Im September 1990 war es so weit: Der Kaufvertrag über das Gebäude in 1000 Brüssel auf dem Boulevard Charlemagne, Nummer 28 wurde unterzeichnet. Anlass genug, das 25-jährige Bestehen des EKD-Büros im Rahmen eines Sommerfests am 14. Juli 2015 in Brüssel mit Weggefährten, Partnern aus der europäischen Ökumene und Freundinnen und Freunden des Büros aus dem politischen Umfeld zu feiern und für das gute Miteinander über die Jahre Dank zu sagen. Da die vormaligen Leiterinnen und Leiter des Büros entweder urlaubsbedingt unabkömmlich oder aufgrund ihrer neuen Wirkungsstätten (Georgien bzw.
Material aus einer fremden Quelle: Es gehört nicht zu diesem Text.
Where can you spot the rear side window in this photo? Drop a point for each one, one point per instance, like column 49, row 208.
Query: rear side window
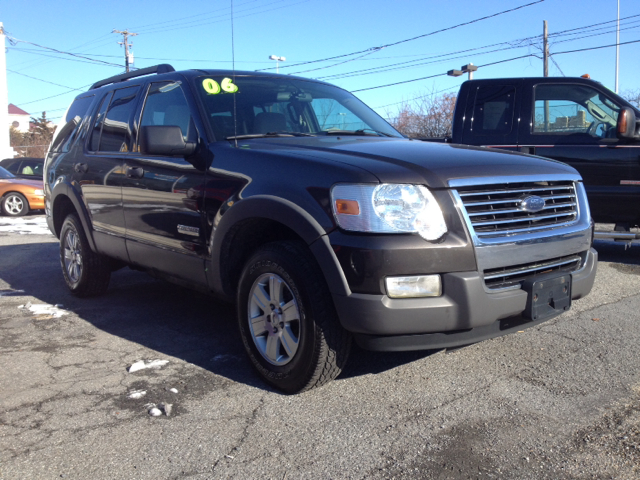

Aserbeidschan) nicht ohne großen Aufwand anreisen konnten, standen an dem Abend neben beschwingtem Jazz und Begegnungen im Haus der EKD weniger nostalgische Rückblicke in die Vergangenheit als vielmehr Grußworte aus der Welt der EU-Politik, der europäischen Ökumene und aus der deutschen Kirchenlandschaft auf dem Programm.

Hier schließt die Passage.